Starving, filthy and nearly delirious, June is found alone on the road by Hector Brennan, an American GI who stayed on when the war ended, mostly for lack of a better idea. Home has never been where his heart is; in fact, it would be hard to find its location. He takes June to the orphanage near Seoul where he works as a handyman.

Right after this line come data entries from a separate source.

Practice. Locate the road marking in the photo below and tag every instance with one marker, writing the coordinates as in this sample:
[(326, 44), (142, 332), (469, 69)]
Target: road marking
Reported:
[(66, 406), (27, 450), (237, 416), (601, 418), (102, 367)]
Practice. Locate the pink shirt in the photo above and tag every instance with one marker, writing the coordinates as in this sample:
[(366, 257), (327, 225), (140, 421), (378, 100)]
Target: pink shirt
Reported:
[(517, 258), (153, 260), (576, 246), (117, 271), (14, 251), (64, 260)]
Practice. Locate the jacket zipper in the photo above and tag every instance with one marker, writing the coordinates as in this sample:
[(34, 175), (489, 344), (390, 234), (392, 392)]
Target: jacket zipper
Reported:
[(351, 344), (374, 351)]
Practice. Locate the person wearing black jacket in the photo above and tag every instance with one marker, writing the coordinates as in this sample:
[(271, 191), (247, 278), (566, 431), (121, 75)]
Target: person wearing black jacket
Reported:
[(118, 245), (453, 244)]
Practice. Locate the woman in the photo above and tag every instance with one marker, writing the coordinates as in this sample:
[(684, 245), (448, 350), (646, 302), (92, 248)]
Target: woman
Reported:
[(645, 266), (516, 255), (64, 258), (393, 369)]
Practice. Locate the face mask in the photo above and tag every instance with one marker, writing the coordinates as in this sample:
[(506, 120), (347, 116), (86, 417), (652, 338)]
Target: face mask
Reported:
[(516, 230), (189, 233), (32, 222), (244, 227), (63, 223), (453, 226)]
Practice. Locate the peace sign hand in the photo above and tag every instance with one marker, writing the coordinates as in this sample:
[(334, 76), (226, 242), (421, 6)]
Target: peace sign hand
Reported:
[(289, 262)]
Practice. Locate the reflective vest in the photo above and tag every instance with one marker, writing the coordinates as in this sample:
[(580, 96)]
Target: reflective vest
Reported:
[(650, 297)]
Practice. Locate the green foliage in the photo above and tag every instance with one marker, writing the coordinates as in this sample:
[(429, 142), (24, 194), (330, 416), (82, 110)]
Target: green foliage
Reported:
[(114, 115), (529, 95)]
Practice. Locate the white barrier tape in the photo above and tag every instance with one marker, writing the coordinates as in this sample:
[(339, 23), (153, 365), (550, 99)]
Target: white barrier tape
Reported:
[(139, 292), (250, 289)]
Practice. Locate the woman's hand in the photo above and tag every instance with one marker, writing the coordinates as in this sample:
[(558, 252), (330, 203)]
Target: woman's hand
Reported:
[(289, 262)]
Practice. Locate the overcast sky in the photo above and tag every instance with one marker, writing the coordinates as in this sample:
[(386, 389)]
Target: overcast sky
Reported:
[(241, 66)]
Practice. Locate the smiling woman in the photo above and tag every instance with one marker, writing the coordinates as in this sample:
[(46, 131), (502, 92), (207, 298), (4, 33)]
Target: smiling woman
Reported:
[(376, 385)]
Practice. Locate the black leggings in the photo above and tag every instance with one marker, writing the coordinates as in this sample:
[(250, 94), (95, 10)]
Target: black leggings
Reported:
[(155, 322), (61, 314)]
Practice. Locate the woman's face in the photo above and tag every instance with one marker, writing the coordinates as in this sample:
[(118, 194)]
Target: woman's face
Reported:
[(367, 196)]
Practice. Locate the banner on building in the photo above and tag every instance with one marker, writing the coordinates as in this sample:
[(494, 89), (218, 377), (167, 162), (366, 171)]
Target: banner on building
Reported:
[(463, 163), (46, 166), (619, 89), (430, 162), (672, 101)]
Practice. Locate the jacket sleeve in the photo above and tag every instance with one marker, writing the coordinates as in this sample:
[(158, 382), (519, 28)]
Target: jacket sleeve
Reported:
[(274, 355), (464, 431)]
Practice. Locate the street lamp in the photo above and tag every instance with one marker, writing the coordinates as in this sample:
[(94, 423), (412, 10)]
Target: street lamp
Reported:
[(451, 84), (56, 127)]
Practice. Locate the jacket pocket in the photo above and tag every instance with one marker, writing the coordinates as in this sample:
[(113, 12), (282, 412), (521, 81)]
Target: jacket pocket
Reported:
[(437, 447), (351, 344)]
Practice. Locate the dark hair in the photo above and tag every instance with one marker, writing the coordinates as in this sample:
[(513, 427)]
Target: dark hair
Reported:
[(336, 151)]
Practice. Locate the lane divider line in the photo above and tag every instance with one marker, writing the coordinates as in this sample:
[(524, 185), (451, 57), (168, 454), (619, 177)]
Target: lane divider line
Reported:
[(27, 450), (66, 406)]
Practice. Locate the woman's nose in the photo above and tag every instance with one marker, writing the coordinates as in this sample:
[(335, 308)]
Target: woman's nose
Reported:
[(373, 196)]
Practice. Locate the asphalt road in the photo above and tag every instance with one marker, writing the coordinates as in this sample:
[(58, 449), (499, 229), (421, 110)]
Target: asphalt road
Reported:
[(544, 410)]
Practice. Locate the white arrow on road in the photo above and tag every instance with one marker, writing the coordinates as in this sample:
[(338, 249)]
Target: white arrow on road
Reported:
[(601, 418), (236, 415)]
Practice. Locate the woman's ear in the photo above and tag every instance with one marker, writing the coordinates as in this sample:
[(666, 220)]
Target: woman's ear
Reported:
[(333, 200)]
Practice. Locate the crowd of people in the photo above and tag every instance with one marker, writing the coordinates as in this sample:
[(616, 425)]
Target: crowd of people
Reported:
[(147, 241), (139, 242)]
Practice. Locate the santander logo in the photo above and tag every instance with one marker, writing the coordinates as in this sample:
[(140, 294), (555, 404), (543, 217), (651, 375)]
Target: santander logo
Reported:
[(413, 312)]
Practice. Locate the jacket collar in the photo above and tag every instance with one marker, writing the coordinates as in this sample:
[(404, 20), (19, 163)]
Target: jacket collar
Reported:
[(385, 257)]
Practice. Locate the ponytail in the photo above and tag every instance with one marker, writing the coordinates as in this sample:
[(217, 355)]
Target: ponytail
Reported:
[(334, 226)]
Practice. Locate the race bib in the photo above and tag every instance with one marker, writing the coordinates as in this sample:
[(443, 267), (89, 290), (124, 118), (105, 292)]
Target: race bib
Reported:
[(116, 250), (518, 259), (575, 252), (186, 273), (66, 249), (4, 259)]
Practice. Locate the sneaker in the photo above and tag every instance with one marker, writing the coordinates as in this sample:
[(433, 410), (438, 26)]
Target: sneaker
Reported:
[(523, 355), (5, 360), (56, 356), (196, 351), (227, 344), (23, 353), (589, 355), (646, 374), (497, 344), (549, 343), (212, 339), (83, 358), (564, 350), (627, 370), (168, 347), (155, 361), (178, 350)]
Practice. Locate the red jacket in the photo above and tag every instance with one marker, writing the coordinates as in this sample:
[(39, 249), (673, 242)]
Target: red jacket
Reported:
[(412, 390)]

June and Hector are both loners. Hector is a brawler and womanizer; June is mean, angry and sneaky. They have been shaped by their painful experiences, and nothing has happened that might change the equation. Hector is a kind of Superman; no matter how vicious the fight, he feels no pain, heals quickly and is ready to do it all again: "It was amazing but, through all the battles and firefights and skirmishes, he'd never been seriously injured: he'd been knifed and shot, even hit by shrapnel, but they were always superficial strikes, glancing off him as if he were shielded by the harder steel of some mysterious fortune." This invincibility does not extend to his spirit.

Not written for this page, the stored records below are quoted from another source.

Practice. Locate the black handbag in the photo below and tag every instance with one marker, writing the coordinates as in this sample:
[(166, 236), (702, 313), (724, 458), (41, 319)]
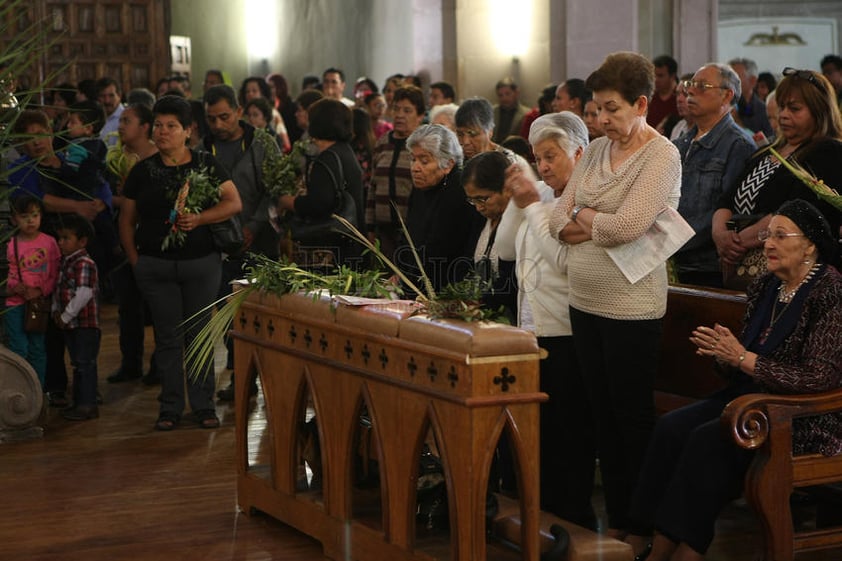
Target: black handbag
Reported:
[(320, 231), (228, 235)]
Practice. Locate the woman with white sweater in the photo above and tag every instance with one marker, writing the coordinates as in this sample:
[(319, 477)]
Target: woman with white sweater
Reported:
[(567, 456)]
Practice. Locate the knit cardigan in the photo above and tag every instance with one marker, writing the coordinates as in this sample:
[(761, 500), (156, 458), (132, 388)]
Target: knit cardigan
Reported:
[(627, 201)]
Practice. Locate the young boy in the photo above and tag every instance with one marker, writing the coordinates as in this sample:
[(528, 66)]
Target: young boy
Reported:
[(85, 160), (76, 311)]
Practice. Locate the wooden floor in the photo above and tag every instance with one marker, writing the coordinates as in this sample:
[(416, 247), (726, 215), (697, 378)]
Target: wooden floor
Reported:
[(113, 489)]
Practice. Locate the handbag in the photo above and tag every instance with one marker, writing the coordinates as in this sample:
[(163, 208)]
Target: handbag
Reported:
[(320, 231), (228, 235), (753, 263), (36, 312)]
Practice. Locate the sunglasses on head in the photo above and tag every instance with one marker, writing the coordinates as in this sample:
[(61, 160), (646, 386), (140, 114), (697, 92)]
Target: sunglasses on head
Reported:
[(804, 75)]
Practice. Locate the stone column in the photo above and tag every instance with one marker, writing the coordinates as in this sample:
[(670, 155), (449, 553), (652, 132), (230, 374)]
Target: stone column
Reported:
[(694, 33), (583, 33)]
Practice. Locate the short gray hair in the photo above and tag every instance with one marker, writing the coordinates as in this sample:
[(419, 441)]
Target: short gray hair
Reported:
[(475, 112), (728, 78), (439, 141), (750, 65), (566, 128)]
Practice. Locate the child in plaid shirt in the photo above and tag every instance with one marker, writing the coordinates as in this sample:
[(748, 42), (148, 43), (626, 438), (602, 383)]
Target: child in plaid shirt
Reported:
[(76, 312)]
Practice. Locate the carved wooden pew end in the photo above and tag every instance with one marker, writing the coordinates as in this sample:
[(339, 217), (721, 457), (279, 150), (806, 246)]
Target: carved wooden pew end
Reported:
[(21, 398)]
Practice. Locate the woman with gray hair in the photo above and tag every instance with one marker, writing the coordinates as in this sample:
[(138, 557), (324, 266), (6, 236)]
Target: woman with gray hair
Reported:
[(567, 457), (438, 217)]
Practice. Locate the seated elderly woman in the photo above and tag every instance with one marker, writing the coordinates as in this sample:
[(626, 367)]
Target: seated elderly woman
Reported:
[(567, 456), (810, 134), (790, 343), (438, 216)]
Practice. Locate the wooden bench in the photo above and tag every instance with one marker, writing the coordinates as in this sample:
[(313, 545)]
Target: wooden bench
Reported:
[(761, 422), (683, 376)]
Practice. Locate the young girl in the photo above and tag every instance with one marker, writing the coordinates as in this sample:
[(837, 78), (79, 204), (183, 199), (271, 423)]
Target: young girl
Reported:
[(33, 270)]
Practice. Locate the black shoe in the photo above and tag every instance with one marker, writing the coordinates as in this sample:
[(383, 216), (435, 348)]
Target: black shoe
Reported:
[(81, 413), (123, 376), (226, 393), (151, 378), (57, 399)]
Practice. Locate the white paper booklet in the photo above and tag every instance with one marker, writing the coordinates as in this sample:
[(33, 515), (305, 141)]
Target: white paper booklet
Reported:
[(638, 258)]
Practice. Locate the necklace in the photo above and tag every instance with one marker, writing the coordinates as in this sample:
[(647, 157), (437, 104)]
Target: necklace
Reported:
[(785, 297)]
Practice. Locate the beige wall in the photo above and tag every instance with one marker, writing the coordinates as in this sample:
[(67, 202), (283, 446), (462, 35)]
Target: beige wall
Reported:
[(214, 28)]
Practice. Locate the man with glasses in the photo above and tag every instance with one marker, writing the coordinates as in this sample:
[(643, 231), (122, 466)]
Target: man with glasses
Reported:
[(713, 152), (750, 108), (333, 86)]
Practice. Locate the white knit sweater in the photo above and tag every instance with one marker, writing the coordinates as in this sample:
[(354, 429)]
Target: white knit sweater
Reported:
[(627, 200)]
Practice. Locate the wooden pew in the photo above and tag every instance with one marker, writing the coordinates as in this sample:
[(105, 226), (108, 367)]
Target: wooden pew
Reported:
[(761, 422), (463, 383), (683, 376)]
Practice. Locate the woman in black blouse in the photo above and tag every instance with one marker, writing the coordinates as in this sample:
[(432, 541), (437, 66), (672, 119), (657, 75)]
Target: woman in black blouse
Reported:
[(811, 130), (178, 280), (333, 170)]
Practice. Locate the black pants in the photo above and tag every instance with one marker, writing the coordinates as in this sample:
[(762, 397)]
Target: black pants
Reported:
[(568, 454), (619, 359), (691, 472)]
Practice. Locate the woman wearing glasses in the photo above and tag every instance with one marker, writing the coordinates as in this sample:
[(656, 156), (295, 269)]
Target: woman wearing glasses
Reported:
[(438, 217), (567, 456), (790, 343), (810, 133)]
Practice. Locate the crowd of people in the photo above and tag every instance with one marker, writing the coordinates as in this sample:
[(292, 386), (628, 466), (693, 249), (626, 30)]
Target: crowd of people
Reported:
[(103, 183)]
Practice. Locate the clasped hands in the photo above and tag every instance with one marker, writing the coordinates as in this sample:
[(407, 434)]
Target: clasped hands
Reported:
[(718, 342)]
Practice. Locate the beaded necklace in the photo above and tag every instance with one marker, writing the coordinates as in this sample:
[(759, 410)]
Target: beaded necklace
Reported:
[(785, 297)]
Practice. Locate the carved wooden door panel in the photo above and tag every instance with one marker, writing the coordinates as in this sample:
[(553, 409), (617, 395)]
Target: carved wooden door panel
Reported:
[(89, 39)]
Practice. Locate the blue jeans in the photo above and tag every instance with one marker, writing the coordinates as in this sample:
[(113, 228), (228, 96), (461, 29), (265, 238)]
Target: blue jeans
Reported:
[(83, 346), (28, 345), (177, 290)]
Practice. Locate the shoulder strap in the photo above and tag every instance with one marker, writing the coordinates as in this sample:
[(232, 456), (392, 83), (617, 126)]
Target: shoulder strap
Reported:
[(17, 258)]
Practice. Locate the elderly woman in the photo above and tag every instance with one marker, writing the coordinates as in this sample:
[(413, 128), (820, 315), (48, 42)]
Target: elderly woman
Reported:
[(810, 134), (438, 218), (391, 179), (475, 127), (790, 343), (334, 170), (623, 182), (567, 456), (178, 279), (483, 180)]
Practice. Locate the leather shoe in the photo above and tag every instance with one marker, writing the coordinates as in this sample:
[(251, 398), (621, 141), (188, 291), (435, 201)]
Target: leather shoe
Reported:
[(81, 413), (151, 378), (226, 393), (123, 376)]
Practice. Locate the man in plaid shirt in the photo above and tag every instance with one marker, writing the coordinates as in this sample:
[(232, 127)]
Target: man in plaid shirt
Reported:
[(76, 312)]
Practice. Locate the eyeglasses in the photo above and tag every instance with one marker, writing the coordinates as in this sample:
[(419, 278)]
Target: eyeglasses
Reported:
[(804, 75), (777, 235), (699, 85), (470, 133), (477, 201)]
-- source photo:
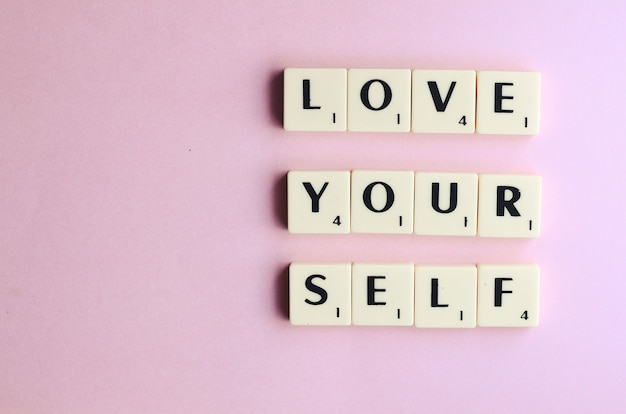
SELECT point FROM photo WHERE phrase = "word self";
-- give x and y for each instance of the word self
(404, 202)
(401, 100)
(425, 296)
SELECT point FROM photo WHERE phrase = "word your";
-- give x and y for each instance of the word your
(460, 296)
(424, 203)
(424, 101)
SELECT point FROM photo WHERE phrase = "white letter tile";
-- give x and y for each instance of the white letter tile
(508, 295)
(320, 293)
(382, 294)
(315, 99)
(379, 100)
(318, 201)
(445, 296)
(444, 101)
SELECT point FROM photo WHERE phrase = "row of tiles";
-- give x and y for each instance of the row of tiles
(403, 294)
(400, 100)
(404, 202)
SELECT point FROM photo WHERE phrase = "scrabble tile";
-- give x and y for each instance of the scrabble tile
(320, 293)
(508, 103)
(509, 205)
(382, 294)
(508, 295)
(318, 201)
(445, 296)
(444, 101)
(382, 201)
(315, 99)
(379, 100)
(446, 203)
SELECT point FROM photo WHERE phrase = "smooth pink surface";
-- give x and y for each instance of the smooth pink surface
(143, 247)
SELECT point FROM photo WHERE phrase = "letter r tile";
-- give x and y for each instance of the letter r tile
(509, 205)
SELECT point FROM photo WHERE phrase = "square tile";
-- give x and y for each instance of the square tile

The orphanage is run by missionaries Sylvie and Ames Tanner. Ames is a dedicated, self-sacrificing missionary, imbued with the spirit of doing good. Sylvie tries hard, but she is damaged goods, a victim of the soul-destroying vision of her parents being killed by Japanese soldiers in Manchuria, as well as her own torturous ravishment at the soldiers' hands. She eases the psychic pain with drugs.

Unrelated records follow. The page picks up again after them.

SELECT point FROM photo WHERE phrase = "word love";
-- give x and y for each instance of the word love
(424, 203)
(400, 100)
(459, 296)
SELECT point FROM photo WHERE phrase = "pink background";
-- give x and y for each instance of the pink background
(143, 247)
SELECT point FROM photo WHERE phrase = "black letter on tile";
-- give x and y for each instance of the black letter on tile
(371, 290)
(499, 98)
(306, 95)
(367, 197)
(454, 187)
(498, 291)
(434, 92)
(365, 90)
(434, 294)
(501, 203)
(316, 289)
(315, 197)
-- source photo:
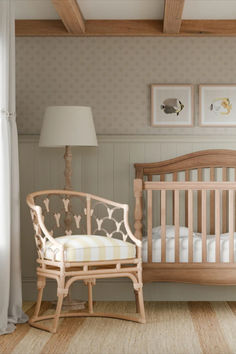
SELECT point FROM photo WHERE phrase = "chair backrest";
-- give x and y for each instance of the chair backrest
(58, 212)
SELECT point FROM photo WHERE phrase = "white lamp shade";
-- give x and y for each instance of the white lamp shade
(68, 125)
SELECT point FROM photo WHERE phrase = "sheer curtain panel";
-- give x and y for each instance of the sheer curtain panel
(10, 270)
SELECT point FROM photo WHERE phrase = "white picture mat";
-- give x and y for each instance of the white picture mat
(207, 95)
(162, 92)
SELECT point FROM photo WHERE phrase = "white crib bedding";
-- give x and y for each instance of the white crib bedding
(183, 248)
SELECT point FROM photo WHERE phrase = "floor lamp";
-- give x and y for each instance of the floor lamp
(68, 126)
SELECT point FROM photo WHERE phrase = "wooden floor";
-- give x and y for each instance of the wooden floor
(172, 327)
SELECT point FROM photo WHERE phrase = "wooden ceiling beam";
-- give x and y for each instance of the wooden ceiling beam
(70, 14)
(173, 16)
(129, 28)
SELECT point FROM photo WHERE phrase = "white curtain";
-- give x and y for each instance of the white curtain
(10, 270)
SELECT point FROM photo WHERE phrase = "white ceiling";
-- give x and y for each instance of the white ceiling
(129, 9)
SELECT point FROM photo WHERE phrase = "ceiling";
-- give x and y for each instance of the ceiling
(128, 9)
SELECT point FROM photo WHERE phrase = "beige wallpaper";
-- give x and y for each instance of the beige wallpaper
(113, 75)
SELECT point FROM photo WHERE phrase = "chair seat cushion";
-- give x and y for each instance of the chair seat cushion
(83, 248)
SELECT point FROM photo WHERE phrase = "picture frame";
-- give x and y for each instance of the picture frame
(172, 105)
(217, 105)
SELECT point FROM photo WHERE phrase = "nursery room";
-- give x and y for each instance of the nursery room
(118, 176)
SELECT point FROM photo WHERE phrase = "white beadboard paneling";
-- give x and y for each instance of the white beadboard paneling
(90, 170)
(108, 171)
(121, 172)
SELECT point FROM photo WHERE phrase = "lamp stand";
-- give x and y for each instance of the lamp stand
(69, 303)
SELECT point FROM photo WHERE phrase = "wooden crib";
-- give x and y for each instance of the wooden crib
(196, 190)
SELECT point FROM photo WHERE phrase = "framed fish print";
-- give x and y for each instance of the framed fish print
(217, 105)
(172, 105)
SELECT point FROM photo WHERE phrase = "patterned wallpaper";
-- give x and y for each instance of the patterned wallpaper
(113, 76)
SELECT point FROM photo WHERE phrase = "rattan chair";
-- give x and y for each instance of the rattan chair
(80, 236)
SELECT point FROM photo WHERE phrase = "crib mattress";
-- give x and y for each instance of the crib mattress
(183, 248)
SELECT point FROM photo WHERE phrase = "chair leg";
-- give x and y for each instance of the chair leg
(61, 293)
(41, 282)
(141, 305)
(136, 301)
(139, 298)
(90, 297)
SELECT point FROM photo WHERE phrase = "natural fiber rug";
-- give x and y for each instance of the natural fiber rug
(172, 327)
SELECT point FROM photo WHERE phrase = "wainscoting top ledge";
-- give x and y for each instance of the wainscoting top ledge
(148, 138)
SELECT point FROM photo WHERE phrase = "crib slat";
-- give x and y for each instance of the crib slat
(212, 203)
(204, 232)
(149, 215)
(89, 231)
(187, 177)
(163, 226)
(175, 178)
(217, 224)
(176, 192)
(190, 226)
(235, 194)
(162, 179)
(231, 226)
(199, 202)
(224, 202)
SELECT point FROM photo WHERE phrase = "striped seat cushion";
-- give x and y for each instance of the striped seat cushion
(81, 248)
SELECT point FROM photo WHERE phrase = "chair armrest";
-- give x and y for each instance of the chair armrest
(38, 211)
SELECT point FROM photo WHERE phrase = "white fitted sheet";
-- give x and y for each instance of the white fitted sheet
(183, 248)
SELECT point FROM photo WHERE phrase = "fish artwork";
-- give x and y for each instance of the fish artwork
(221, 106)
(172, 106)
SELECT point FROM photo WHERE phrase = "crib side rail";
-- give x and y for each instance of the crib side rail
(218, 189)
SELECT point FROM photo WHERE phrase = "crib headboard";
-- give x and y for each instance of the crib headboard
(200, 160)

June and Hector are both obsessed with Sylvie and, when June finds that she is not going to be adopted and taken away by the Tanners, she commits a heinous act resulting in disaster. Hector, in typical fashion, simply travels on.

These three haunted souls collide in time and place, bringing similar visions of the world with them. They all try out a version of love on each other, which more closely resembles need. The circumstances of the novel are horrific, the people unlovable and, in the end, there is no tidy redemption. The plot moves back and forth in time — the novel begins in 1986, when June sends for Hector, asking him to travel with her to Europe to find her son, Nicholas. As the story unfolds, Hector and June's time together is almost a dream sequence, replete with flashbacks, explanations, secrets revealed and kept, regrets, hopes dashed and rekindled.

In Lee's hands, the humanity of all concerned and their struggle for survival are irresistible. Hector commits an act of kindness toward June, drug-addicted and dying in Europe, that allows her a peaceful death. Lee is a masterful storyteller. While it is hard to prioritize his work in terms of good/better/best, this novel stands very high on the list.

Valerie Ryan owns the Cannon Beach Book Co. in Cannon Beach, Ore.